05/22/2026
https://jewishcurrents.org/parshah/may-21-2026
Shavuot Torah Reading
In the Torah’s description of the revelation at Mount Sinai, which we read this Shabbat in an interruption of the weekly parshah cycle due to the holiday of Shavuot, the experience of God’s presence is not one of bliss or comfort, but rather a terrifying theophany with annihilatory potential, the intensity of which overwhelms the Israelites. “All the people witnessed the thunder and lightning, the blare of the horn and the mountain smoking,” the Torah relates. “And when the people saw it, they fell back and stood at a distance. ‘You speak to us,’ they said to Moses, ‘and we will obey; but let not God speak to us, lest we die.’”
The Torah doesn’t tell us what was so terrifying to the people, but one reason for their fear might have been a unique sensory experience: The Hebrew phrase “witnessed thunder” could also be translated as “saw the voices,” or “saw the sounds.” Based on this detail, many commentators have suggested that a sense-bending synesthesia was an essential aspect of their experience of revelation. “They saw that which should be heard,” the medieval interpreter Rashi writes, “something that is impossible to see on any other occasion.” Shlomo Ephraim Luntschitz, a late-16th and early-17th century scholar often referred to by the name of his Torah commentary, the Kli Yakar, built on this interpretive tradition to emphasize the tangible nature of the revelation at Sinai, during which “each and every utterance that came from God immediately became materialized, and that utterance had so much substance that they saw all the letters in the air.”
This kind of mystical experience is far removed from our typical mode of consciousness. But if we take seriously the idea that revelation never ceased after Sinai, continuing each day anew (as the Rabbis of the Talmud insist), then what are we to make of this synesthesia? Does the ongoing nature of revelation mean that we encounter, or ought to encounter, this sort of synesthesia as well? These questions take on a particular urgency on Shavuot, which the Rabbis understand as the anniversary of the giving of the Torah, and therefore the holiday on which we read these verses—both commemorating and reenacting the revelation they describe. But if we are to properly commemorate and reenact Sinai, how can we understand, experience, and find meaning in the numinous synesthesia the Torah describes?
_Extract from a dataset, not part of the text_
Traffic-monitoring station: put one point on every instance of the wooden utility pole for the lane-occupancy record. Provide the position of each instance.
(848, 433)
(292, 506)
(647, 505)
In his audacious, mystical rereading of this passage, the early 20th-century Hasidic commentator Kalonymus Kalman Shapira offers us one way of approaching the synesthesia of revelation. Based on the idea that holy speech makes visible the letters that compose it, Shapira writes: “This verse suggests that all the people were transformed into the supernal letters of God’s communication . . . That is, through the people themselves, Divine speech became visible.” For Shapira, the Israelites seeing the sounds of revelation means that they recognize each other as the incarnations of that revelation; they do not only experience the theophany, they become it. The eternal nature of the revelation at Sinai thus demands that we see ourselves and those around us as the ongoing, embodied expressions of God. This understanding has significant ethical and political consequences: Just as the Torah, as a vessel of revelation, is treated with the utmost respect, so too every human being demands the same care and dignity, as each of us is also a vessel of revelation. Through this interpretive lens, the synesthesia of the Israelites’ experience at Mount Sinai becomes both a peak mystical experience and a daily ethical demand, shaping our interpersonal commitments and demonstrating the sacred stakes of our interactions with the people around us—interactions that are no less religiously significant than the Biblical moment of God’s revelation.
Daniel Kraft is a writer, translator, and educator living in Richmond, Virginia.